Durante discurso na Câmara Municipal de Aracaju nesta quarta-feira (10), a vereadora Moana Valadares voltou a cobrar a implementação do Programa de Escolas Cívico-Militares na capital sergipana. A parlamentar questionou a ausência de execução do projeto pela Prefeitura, apesar de a iniciativa já ter sido aprovada pela Câmara de Vereadores e contar com recursos financeiros destinados especificamente para sua implantação.
A cobrança ocorreu durante um pronunciamento em que Moana também comentou a saída do vereador Lúcio Flávio da presidência do Diretório Municipal do PL de Aracaju. Ao abordar o tema, a vereadora fez questão de destacar que, independentemente das divergências políticas, existem pautas que devem estar acima dos interesses partidários e eleitorais, especialmente aquelas que impactam diretamente a vida das famílias aracajuanas.
Foi nesse contexto que a parlamentar fez um apelo público ao vereador Lúcio Flávio, que atualmente ocupa o cargo de vice-líder da prefeita Emília Corrêa na Câmara Municipal.
Segundo Moana, por possuir uma relação próxima com a gestão municipal e defender bandeiras semelhantes às do eleitorado conservador, Lúcio pode contribuir para que o programa finalmente seja colocado em prática.
“Eu peço a ajuda do vereador Lúcio Flávio, que é o vice-líder da prefeita Emília, que defende e milita nas mesmas bandeiras que nós, que nos ajude, porque esse projeto não é um projeto eleitoreiro. Ele é um projeto que transforma vidas, ele é um projeto que transforma gerações”, afirmou.
Durante a fala, a vereadora lembrou que o projeto foi aprovado por maioria absoluta dos parlamentares da Casa e ressaltou que a principal justificativa para a não execução da proposta não pode ser a falta de recursos.

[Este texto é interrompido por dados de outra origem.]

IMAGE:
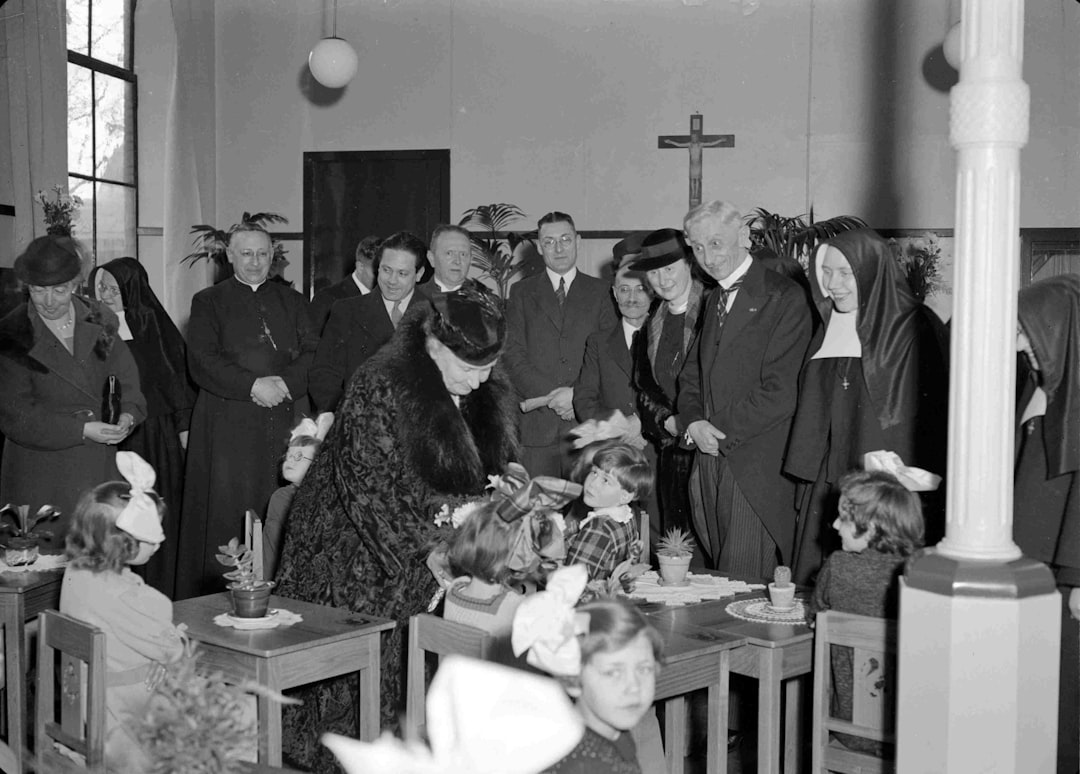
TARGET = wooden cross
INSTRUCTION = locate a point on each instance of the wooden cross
(696, 140)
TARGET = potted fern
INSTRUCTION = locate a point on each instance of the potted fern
(497, 258)
(23, 546)
(674, 552)
(211, 242)
(251, 596)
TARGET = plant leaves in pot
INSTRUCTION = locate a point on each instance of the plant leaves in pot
(674, 552)
(251, 596)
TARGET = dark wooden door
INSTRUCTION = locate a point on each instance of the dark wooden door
(350, 194)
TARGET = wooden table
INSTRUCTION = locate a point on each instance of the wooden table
(771, 653)
(23, 595)
(693, 657)
(328, 642)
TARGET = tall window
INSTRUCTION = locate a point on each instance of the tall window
(102, 138)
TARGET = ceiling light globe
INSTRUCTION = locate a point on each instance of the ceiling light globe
(333, 62)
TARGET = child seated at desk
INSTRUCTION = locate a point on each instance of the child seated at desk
(116, 526)
(880, 525)
(619, 478)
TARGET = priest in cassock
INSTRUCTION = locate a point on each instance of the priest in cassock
(250, 347)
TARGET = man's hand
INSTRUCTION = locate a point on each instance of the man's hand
(104, 433)
(705, 436)
(561, 402)
(269, 392)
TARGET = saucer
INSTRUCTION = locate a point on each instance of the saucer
(773, 609)
(269, 618)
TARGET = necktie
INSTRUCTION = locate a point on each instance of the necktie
(726, 293)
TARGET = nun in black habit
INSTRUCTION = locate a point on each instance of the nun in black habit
(876, 378)
(123, 286)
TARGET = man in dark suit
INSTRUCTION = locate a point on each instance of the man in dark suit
(737, 397)
(450, 257)
(359, 326)
(359, 283)
(549, 318)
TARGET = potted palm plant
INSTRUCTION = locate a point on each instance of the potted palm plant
(498, 258)
(210, 243)
(674, 552)
(251, 596)
(794, 238)
(23, 545)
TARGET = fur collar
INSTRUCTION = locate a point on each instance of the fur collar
(17, 334)
(451, 450)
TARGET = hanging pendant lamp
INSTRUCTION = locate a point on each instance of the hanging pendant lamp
(333, 62)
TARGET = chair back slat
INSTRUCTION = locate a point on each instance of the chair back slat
(872, 645)
(431, 634)
(71, 661)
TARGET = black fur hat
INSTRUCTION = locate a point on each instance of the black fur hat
(470, 323)
(49, 260)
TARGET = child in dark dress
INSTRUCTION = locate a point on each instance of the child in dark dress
(880, 525)
(606, 654)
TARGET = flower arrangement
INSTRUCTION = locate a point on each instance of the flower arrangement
(196, 721)
(59, 212)
(493, 256)
(919, 260)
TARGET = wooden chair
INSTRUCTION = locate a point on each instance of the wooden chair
(431, 634)
(873, 643)
(81, 694)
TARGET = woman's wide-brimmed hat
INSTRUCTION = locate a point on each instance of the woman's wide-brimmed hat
(49, 260)
(660, 248)
(470, 323)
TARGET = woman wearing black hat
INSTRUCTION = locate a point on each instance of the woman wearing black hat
(659, 358)
(123, 286)
(58, 352)
(426, 420)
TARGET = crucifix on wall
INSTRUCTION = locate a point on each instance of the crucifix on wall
(694, 141)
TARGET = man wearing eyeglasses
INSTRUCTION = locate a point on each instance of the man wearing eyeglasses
(737, 397)
(250, 345)
(549, 318)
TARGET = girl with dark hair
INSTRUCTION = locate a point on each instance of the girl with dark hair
(124, 287)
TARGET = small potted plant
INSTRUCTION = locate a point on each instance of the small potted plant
(22, 546)
(251, 596)
(782, 591)
(674, 552)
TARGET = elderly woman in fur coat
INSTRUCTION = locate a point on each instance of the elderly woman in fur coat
(57, 351)
(422, 423)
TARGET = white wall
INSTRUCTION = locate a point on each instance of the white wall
(558, 104)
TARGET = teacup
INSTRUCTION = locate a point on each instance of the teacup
(782, 597)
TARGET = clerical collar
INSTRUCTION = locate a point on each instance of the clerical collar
(403, 303)
(364, 289)
(123, 330)
(567, 277)
(841, 337)
(254, 287)
(446, 288)
(738, 274)
(679, 306)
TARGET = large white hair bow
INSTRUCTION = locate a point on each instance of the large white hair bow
(139, 517)
(315, 428)
(548, 626)
(483, 718)
(915, 479)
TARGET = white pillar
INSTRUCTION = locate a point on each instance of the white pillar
(980, 627)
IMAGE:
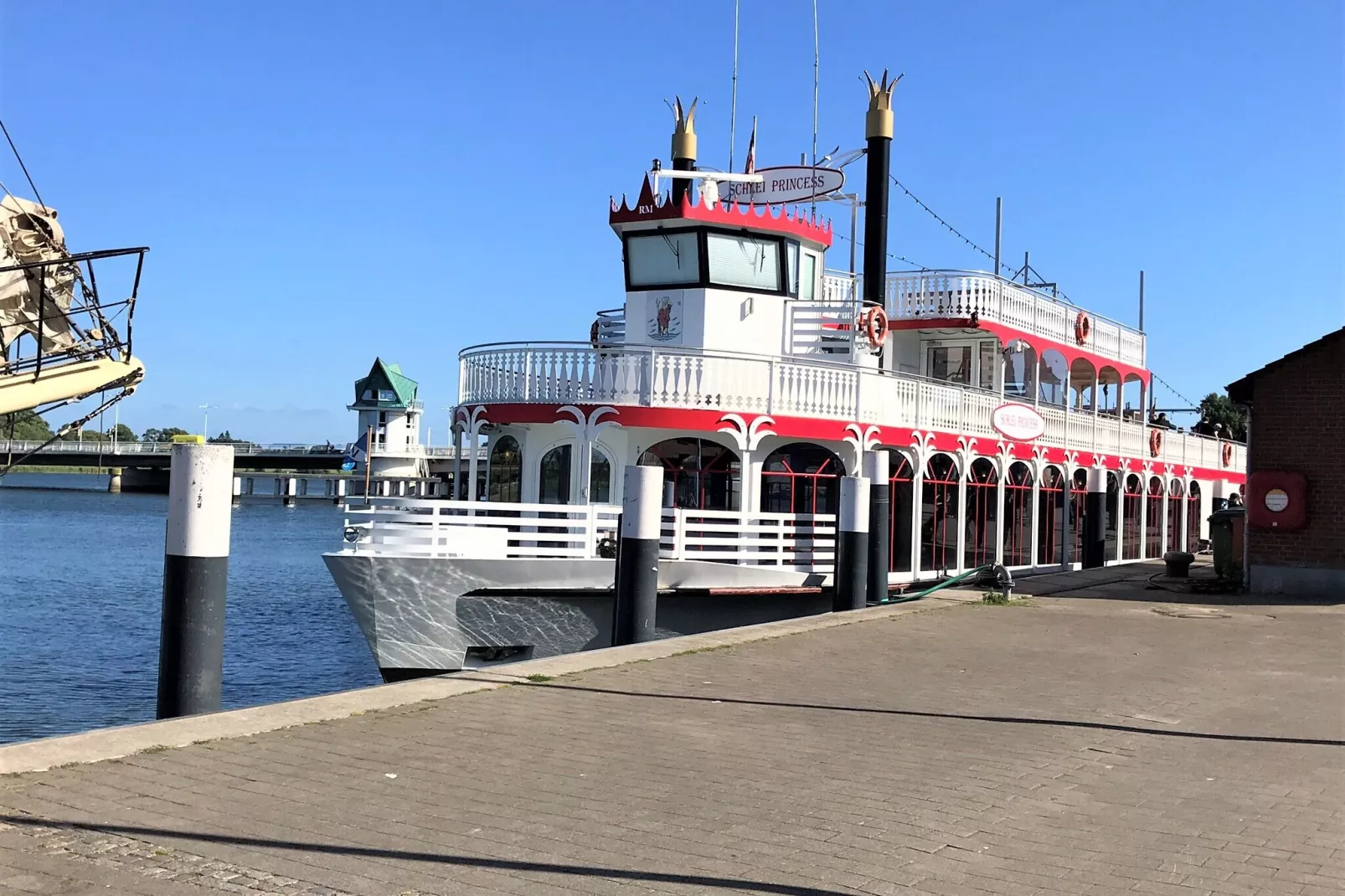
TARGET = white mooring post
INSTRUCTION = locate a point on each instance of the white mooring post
(850, 581)
(638, 559)
(191, 639)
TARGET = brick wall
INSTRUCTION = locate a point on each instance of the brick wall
(1298, 424)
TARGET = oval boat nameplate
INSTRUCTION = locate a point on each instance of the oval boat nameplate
(1018, 423)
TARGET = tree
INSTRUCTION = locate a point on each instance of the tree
(121, 432)
(1220, 409)
(163, 435)
(24, 425)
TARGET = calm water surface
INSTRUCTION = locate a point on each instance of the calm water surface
(81, 578)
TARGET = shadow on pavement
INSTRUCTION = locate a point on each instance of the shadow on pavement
(441, 858)
(916, 713)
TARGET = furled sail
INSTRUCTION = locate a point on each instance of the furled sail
(33, 301)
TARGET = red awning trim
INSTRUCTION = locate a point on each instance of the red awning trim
(710, 424)
(1038, 343)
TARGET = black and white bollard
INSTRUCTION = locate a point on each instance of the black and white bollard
(876, 470)
(852, 571)
(191, 639)
(1095, 521)
(638, 564)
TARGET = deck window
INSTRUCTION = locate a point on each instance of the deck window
(951, 363)
(663, 259)
(744, 260)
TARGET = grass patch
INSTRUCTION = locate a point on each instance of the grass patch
(703, 650)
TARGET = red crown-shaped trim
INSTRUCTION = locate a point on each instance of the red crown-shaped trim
(650, 208)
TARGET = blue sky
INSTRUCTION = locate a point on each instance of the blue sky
(327, 182)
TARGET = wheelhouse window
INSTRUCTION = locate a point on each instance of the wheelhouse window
(663, 259)
(951, 363)
(744, 260)
(809, 281)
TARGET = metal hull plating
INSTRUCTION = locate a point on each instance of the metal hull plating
(419, 618)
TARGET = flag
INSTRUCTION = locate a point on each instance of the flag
(359, 451)
(750, 163)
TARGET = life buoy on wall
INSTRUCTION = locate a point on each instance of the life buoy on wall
(876, 326)
(1083, 326)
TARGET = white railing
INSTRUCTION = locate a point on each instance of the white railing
(499, 530)
(573, 373)
(838, 288)
(956, 294)
(490, 530)
(796, 541)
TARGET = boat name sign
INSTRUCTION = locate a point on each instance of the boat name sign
(785, 184)
(1018, 423)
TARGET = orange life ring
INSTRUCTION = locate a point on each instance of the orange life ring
(876, 326)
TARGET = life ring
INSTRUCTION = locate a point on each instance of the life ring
(876, 326)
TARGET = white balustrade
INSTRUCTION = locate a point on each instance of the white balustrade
(798, 388)
(947, 294)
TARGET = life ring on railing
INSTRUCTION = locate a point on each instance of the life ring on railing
(1083, 326)
(876, 326)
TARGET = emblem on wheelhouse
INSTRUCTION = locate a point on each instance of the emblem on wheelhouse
(755, 377)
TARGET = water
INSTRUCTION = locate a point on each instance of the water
(81, 578)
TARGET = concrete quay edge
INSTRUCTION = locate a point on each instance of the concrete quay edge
(124, 740)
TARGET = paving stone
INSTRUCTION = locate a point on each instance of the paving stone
(977, 749)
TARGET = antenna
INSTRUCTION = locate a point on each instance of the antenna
(734, 102)
(816, 58)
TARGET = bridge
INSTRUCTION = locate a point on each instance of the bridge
(143, 466)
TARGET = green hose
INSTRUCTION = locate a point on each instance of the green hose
(930, 591)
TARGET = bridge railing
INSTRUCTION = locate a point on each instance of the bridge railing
(19, 445)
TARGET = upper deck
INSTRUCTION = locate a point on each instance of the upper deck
(977, 297)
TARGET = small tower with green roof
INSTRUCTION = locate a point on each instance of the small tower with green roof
(389, 412)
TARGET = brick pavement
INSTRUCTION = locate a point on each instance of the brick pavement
(1064, 747)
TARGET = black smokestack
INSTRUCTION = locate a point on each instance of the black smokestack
(683, 148)
(877, 131)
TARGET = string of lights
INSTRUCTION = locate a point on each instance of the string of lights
(890, 255)
(1013, 273)
(1193, 404)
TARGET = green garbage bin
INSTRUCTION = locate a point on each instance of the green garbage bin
(1229, 559)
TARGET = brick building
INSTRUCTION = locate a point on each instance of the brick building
(1296, 440)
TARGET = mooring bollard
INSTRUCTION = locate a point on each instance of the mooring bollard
(1095, 517)
(876, 470)
(850, 581)
(191, 639)
(638, 569)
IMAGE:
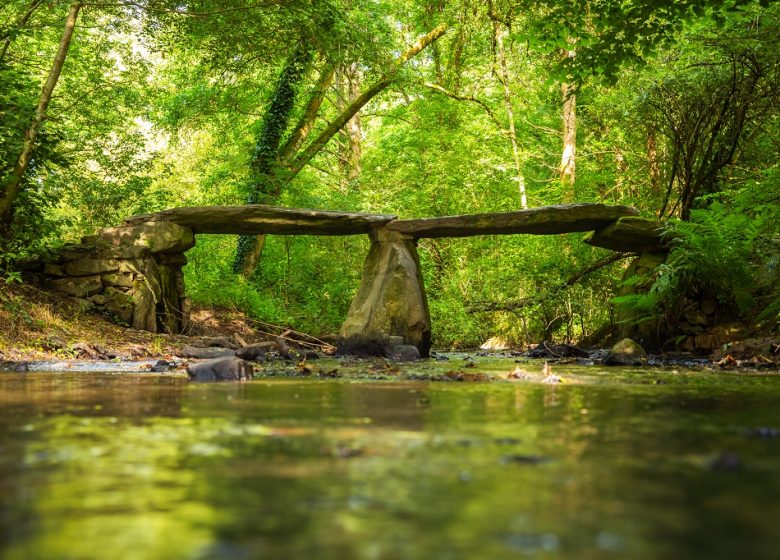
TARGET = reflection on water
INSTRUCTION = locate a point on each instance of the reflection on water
(138, 466)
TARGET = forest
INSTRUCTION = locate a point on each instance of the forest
(419, 109)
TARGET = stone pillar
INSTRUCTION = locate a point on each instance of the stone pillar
(391, 299)
(132, 273)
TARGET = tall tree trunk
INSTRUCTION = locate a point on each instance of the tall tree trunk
(652, 162)
(21, 22)
(569, 141)
(12, 185)
(504, 70)
(304, 157)
(265, 159)
(286, 170)
(351, 147)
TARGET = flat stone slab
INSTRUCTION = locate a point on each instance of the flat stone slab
(259, 219)
(544, 220)
(631, 234)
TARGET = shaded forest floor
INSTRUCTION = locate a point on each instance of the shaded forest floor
(41, 325)
(37, 325)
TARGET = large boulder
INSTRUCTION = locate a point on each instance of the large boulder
(626, 353)
(391, 299)
(81, 287)
(88, 266)
(210, 352)
(118, 303)
(221, 369)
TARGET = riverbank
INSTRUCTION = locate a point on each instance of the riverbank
(41, 328)
(36, 325)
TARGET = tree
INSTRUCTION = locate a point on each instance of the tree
(293, 161)
(12, 184)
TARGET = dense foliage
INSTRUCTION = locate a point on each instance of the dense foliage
(316, 105)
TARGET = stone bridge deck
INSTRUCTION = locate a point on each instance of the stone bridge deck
(135, 271)
(260, 219)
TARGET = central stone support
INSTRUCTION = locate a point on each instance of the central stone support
(391, 300)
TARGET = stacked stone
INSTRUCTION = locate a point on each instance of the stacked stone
(133, 273)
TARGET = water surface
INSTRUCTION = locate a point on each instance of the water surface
(609, 464)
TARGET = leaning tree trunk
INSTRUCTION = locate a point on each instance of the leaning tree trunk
(569, 141)
(510, 114)
(264, 160)
(290, 161)
(350, 149)
(12, 185)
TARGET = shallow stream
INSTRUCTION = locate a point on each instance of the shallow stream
(617, 463)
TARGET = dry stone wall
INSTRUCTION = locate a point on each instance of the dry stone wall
(132, 273)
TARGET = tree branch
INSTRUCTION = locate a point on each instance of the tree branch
(306, 122)
(524, 302)
(318, 143)
(453, 95)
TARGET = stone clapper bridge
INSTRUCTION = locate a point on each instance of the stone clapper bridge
(135, 273)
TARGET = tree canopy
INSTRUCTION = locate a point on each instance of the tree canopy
(411, 108)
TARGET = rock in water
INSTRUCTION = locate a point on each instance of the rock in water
(626, 353)
(253, 352)
(221, 369)
(205, 353)
(404, 353)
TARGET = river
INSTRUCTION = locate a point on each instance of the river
(610, 463)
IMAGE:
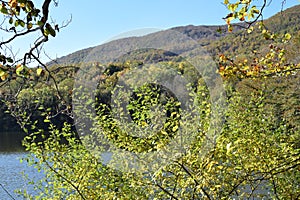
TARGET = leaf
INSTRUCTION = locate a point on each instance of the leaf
(287, 36)
(29, 26)
(11, 20)
(50, 30)
(19, 69)
(39, 71)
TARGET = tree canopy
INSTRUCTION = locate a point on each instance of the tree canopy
(244, 147)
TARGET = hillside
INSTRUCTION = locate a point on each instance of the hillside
(206, 36)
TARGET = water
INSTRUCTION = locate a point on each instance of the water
(11, 169)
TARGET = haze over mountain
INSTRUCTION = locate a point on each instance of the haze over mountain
(213, 38)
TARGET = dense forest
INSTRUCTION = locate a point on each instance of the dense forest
(213, 38)
(192, 112)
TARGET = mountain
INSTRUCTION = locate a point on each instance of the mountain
(213, 38)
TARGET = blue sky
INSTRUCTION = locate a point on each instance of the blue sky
(96, 21)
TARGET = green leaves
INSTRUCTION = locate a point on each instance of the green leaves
(39, 71)
(49, 30)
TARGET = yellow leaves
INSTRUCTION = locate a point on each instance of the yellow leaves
(3, 74)
(13, 3)
(39, 71)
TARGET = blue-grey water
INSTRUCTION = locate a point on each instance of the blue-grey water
(11, 177)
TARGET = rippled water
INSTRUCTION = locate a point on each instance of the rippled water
(11, 169)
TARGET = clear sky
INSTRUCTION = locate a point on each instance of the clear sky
(96, 21)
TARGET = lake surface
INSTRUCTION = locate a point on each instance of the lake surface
(11, 169)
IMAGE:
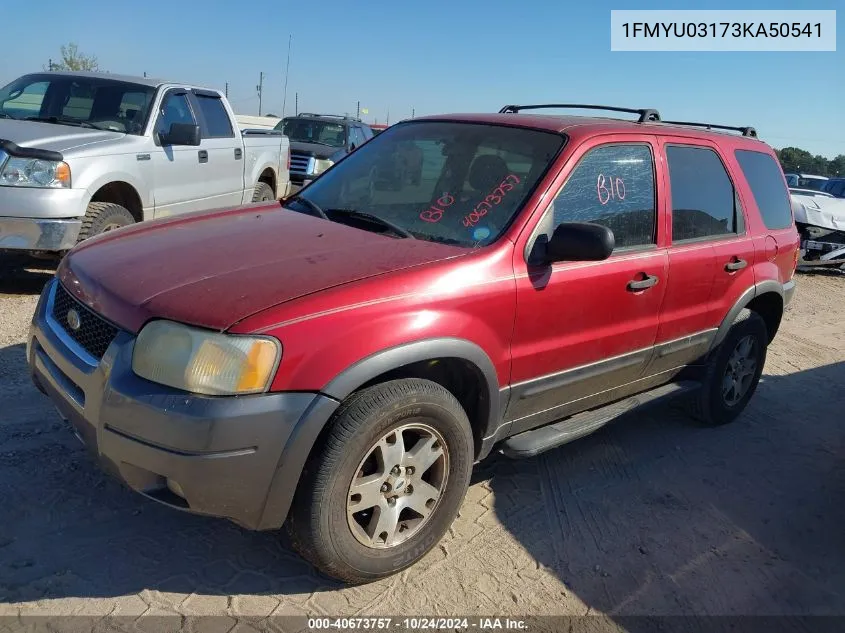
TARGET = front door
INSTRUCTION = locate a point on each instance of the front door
(584, 329)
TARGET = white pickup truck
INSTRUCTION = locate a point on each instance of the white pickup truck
(83, 153)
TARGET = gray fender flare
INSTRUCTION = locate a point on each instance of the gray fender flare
(312, 422)
(754, 291)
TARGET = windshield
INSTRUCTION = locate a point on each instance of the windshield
(458, 183)
(314, 131)
(96, 102)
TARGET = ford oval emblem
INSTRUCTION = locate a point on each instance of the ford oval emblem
(73, 320)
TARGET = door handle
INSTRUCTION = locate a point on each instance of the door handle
(641, 284)
(736, 264)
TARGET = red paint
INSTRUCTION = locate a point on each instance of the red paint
(333, 294)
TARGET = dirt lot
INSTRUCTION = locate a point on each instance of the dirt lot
(652, 515)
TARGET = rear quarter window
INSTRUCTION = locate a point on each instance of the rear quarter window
(765, 179)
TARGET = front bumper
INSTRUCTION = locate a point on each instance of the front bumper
(220, 456)
(35, 234)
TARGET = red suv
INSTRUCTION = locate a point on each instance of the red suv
(338, 362)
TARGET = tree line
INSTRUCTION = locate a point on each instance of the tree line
(792, 159)
(796, 160)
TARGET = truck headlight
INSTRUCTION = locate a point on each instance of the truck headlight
(35, 172)
(321, 165)
(201, 361)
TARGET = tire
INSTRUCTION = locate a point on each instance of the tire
(101, 217)
(329, 526)
(713, 405)
(263, 192)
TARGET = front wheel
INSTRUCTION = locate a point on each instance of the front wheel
(103, 217)
(387, 483)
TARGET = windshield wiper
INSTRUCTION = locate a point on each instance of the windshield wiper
(63, 121)
(354, 213)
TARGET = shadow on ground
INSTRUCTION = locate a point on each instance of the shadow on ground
(652, 515)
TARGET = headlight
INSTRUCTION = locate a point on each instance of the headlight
(35, 172)
(204, 362)
(321, 165)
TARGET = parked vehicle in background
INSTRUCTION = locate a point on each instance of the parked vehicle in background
(344, 368)
(83, 153)
(318, 141)
(805, 181)
(835, 187)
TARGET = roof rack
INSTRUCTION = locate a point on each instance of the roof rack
(646, 114)
(746, 131)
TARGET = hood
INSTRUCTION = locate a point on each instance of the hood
(315, 149)
(215, 269)
(52, 136)
(821, 211)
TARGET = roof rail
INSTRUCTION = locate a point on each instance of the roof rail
(746, 131)
(646, 114)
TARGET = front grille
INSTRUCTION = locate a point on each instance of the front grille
(94, 334)
(299, 164)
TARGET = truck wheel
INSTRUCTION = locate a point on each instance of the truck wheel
(733, 372)
(387, 483)
(263, 192)
(101, 217)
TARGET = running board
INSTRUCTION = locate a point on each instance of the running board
(536, 441)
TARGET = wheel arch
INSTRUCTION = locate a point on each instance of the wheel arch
(766, 298)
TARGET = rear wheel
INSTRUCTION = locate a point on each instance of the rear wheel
(103, 217)
(732, 375)
(263, 192)
(387, 483)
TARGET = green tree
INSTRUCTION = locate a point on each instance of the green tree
(73, 59)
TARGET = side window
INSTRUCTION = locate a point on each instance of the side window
(216, 123)
(27, 102)
(612, 185)
(703, 198)
(763, 176)
(174, 109)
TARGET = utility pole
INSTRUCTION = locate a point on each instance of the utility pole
(287, 69)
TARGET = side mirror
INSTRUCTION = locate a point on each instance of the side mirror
(181, 134)
(577, 242)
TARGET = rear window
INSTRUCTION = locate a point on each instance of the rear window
(703, 199)
(764, 177)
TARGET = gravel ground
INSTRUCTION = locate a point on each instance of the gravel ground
(650, 516)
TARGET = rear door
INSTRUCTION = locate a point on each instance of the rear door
(222, 167)
(582, 329)
(711, 252)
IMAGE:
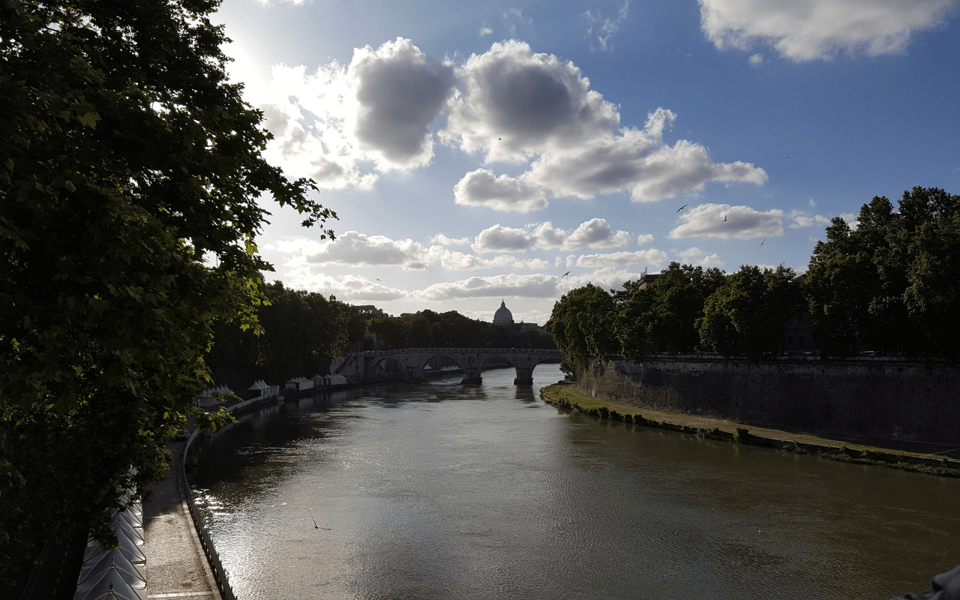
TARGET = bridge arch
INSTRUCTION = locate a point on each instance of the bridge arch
(471, 360)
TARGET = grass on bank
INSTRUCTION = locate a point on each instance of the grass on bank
(566, 397)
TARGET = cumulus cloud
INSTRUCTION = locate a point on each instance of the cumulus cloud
(360, 250)
(595, 233)
(802, 219)
(377, 108)
(638, 161)
(601, 31)
(483, 188)
(522, 107)
(515, 103)
(448, 241)
(723, 221)
(697, 257)
(398, 94)
(527, 286)
(806, 30)
(645, 258)
(343, 124)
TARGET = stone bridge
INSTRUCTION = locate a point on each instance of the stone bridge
(471, 360)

Isso porque os valores destinados para a implantação das Escolas Cívico-Militares já foram garantidos por meio de emendas parlamentares encaminhadas pelo deputado federal Rodrigo Valadares e pela própria vereadora Moana Valadares. Parte desses recursos, inclusive, já se encontra disponível nos cofres da Prefeitura de Aracaju.
“Foi aprovado por maioria absoluta desta Casa, já tem os recursos no caixa da Prefeitura de Aracaju. O dinheiro está no caixa, o dinheiro já está lá, disponível”, destacou.
Diante desse cenário, Moana afirmou não compreender os motivos pelos quais o programa segue sem execução e cobrou uma explicação pública da administração municipal.
“O programa de escolas cívico-militares já é lei, o dinheiro já está no caixa. Então eu deixo aqui a cobrança pública para entender e compreender qual é a dificuldade e por que a prefeita Emília não deseja implementar o programa de escolas cívico-militares”, declarou.
A vereadora também destacou que não vê qualquer impedimento para uma atuação conjunta entre os poderes em favor da pauta e afirmou que está disposta a colaborar com a gestão municipal para garantir que o projeto seja executado.
“Eu não tenho problema nenhum em estar ao lado da prefeita Emília realizando e executando esse programa”, disse.
Ao mesmo tempo, lamentou que uma iniciativa considerada estratégica para a educação municipal continue sem sair do papel, mesmo após aprovação legislativa e garantia dos recursos necessários.
“Por questões de birra política, um projeto tão importante e que representa grande parte do eleitorado de Aracaju e de Sergipe foi colocado debaixo do tapete, mesmo já tendo os recursos necessários disponíveis para que ele seja executado”, afirmou.
Ao encerrar o discurso, Moana reforçou que divergências políticas não podem estar acima do interesse público e defendeu que a implantação das Escolas Cívico-Militares representa uma demanda legítima de milhares de famílias aracajuanas que desejam mais qualidade, disciplina e segurança no ambiente escolar.
A proposta das Escolas Cívico-Militares é uma das principais bandeiras do mandato da vereadora. Além da articulação legislativa para aprovação do projeto, Moana também atuou na destinação de recursos para viabilizar sua implantação. O deputado federal Rodrigo Valadares igualmente destinou emendas para garantir a execução do programa, tornando a disponibilidade financeira uma realidade. Diante disso, a parlamentar sustenta que não há impedimentos legais ou orçamentários para que a Prefeitura de Aracaju coloque a iniciativa em prática.